A third way to use boost::serialization

published at 08.09.2015 15:03 by Jens Weller

The 10th part of my series about writing applications with Qt and boost is about using boost::serialization. The last part was about how to create the basic structure for a project with boost::filesystem, and how to use boost::filesystem to index folders. But there is a lot of data that just isn't able to be represented as single files, how to store it?
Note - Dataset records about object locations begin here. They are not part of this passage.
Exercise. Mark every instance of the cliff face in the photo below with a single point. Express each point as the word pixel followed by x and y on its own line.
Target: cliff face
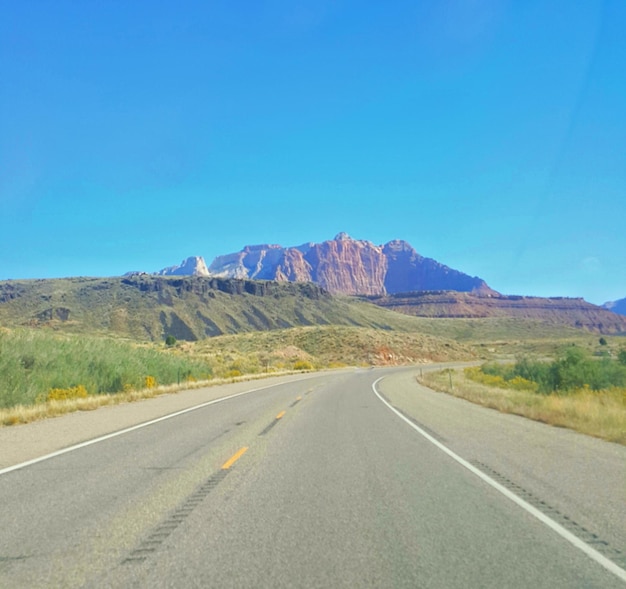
pixel 347 266
pixel 408 271
pixel 558 310
pixel 616 306
pixel 193 266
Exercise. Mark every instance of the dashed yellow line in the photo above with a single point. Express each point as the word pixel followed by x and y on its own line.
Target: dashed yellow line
pixel 234 458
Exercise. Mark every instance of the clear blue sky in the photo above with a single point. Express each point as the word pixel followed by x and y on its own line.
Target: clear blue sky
pixel 489 134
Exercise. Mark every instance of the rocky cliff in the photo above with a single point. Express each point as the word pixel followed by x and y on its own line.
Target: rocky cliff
pixel 348 266
pixel 193 266
pixel 574 312
pixel 616 306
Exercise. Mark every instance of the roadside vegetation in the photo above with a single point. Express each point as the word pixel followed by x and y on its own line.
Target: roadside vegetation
pixel 37 367
pixel 44 373
pixel 576 390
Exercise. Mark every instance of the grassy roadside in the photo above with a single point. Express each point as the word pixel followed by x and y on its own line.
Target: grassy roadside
pixel 601 414
pixel 22 414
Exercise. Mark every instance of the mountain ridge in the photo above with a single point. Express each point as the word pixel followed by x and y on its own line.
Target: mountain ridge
pixel 348 266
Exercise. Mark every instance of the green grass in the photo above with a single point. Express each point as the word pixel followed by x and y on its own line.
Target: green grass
pixel 32 362
pixel 596 413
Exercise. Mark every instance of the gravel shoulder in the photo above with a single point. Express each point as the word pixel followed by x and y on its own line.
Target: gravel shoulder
pixel 20 443
pixel 579 476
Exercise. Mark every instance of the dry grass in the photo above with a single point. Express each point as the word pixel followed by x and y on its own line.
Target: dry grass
pixel 22 414
pixel 601 414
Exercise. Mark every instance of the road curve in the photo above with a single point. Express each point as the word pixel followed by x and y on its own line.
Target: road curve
pixel 316 482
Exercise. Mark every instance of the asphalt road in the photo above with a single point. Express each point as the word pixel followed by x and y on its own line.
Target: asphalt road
pixel 318 483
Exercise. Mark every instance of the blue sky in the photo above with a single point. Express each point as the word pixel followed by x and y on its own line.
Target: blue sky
pixel 489 134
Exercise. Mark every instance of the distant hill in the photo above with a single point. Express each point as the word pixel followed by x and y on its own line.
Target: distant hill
pixel 149 307
pixel 618 306
pixel 573 312
pixel 346 266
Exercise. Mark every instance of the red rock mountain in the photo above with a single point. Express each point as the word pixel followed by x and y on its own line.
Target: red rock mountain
pixel 348 266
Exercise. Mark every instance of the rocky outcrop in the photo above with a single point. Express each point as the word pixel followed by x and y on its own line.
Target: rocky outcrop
pixel 408 271
pixel 192 266
pixel 574 312
pixel 616 306
pixel 347 266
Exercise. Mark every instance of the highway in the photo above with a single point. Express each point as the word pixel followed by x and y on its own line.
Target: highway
pixel 354 478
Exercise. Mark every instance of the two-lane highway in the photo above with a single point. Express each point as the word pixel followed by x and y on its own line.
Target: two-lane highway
pixel 309 483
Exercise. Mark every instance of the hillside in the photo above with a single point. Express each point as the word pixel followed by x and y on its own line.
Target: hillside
pixel 347 266
pixel 571 312
pixel 189 308
pixel 618 306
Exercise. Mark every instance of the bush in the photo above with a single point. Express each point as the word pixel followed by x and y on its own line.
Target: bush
pixel 77 392
pixel 302 365
pixel 573 370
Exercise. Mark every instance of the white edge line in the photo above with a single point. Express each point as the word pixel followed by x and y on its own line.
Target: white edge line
pixel 542 517
pixel 127 430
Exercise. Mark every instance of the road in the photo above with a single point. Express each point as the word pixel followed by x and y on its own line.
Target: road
pixel 316 482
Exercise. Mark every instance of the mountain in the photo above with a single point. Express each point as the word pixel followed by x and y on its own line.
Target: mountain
pixel 616 306
pixel 347 266
pixel 193 266
pixel 148 307
pixel 573 312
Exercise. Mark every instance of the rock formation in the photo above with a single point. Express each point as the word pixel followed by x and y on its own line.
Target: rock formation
pixel 347 266
pixel 192 266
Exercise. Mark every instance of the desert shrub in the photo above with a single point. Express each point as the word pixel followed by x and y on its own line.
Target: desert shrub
pixel 33 362
pixel 572 371
pixel 77 392
pixel 302 365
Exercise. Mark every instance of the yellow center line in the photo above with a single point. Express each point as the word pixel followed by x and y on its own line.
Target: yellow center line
pixel 234 458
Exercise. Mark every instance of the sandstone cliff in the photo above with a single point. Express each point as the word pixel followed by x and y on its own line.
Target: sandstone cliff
pixel 574 312
pixel 192 266
pixel 347 266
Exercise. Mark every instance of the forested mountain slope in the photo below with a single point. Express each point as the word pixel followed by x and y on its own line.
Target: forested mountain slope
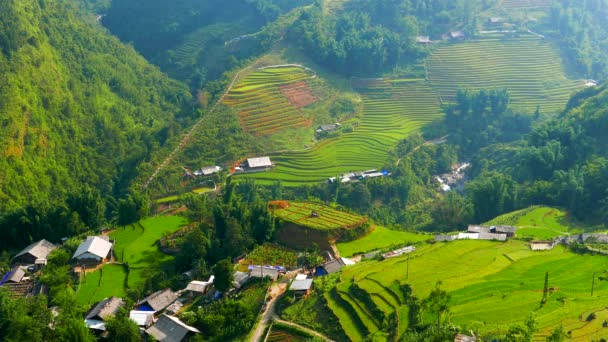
pixel 562 162
pixel 196 40
pixel 78 112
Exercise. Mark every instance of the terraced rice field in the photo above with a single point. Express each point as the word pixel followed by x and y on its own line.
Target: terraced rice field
pixel 326 218
pixel 391 110
pixel 107 282
pixel 137 245
pixel 524 3
pixel 528 67
pixel 493 286
pixel 268 100
pixel 380 238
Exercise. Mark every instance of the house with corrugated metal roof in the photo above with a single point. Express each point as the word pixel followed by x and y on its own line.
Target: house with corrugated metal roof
pixel 94 250
pixel 99 313
pixel 170 329
pixel 36 253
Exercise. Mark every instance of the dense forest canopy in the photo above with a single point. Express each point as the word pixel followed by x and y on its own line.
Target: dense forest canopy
pixel 79 111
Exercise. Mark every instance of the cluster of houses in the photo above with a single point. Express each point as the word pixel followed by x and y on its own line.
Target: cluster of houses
pixel 259 164
pixel 155 314
pixel 499 233
pixel 454 180
pixel 326 129
pixel 353 177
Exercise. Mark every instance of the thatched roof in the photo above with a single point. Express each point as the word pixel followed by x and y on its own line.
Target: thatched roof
pixel 40 249
pixel 94 245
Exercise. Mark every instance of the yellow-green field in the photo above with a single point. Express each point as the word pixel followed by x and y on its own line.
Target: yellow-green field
pixel 380 238
pixel 493 285
pixel 530 68
pixel 391 111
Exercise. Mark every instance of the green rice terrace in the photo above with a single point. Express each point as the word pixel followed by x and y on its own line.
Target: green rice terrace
pixel 380 238
pixel 106 282
pixel 314 215
pixel 524 3
pixel 530 68
pixel 493 285
pixel 137 245
pixel 539 223
pixel 270 99
pixel 391 110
The Video, if you rather listen then read:

Originally I planned to use a database, as I already have some code handling the SQL queries nicely for me and most of my other applications currently also use this to store their data. Thats why most of my classes from the first day on had an id field, just to enable them to refer to an instance stored in a database. But then, if I could get around using a database, by simply just storing my data in a file, things would be easier, and my code wouldn't need to be scattered with SQL queries. If I couldn't find a reasonable approach, I still could opt for a database anyways.

boost::serialization

While other serialization libraries exist, boost brings its own for quite some time now. I have been using it years ago, but it took some time to get used again to its way of doing things. Maybe you want to have a look at the two ways offered by the documentation to put boost::serialization to work, intrusive and non-intrusive. I already spoiled you with the title, here is what I don't like about both ways:

So, I did find a third way to do things differently. Its not the magic silver bullet, doesn't do any reflection and is intrusive. At the end, for each new member in a class, all you have to do, is adding it to a macro. Setting up a new type for serialization is adding a macro, and if the class is derived, adding another line. Thats all, you're done. To achieve this, I first have to introduce you to my way of being intrusive: TUPLE_ACCESS:

//usage:
TUPLE_ACCESS(name,pos)
// TUPLE_ACCESS Macro Implementation
#include <boost/preprocessor/facilities/overload.hpp>
#include <boost/preprocessor/punctuation/comma_if.hpp>
#include <boost/preprocessor/seq/for_each_i.hpp>
#include <boost/preprocessor/variadic/to_seq.hpp>

#define BOOST_PP_VARIADICS 1
#define TIE_ELEMENT(TE) TE
#define TIE_MACRO(r, data, i, elem) BOOST_PP_COMMA_IF(i) TIE_ELEMENT(elem)
#define TIE(...) access::tie( BOOST_PP_SEQ_FOR_EACH_I(TIE_MACRO, _, BOOST_PP_VARIADIC_TO_SEQ(__VA_ARGS__)) )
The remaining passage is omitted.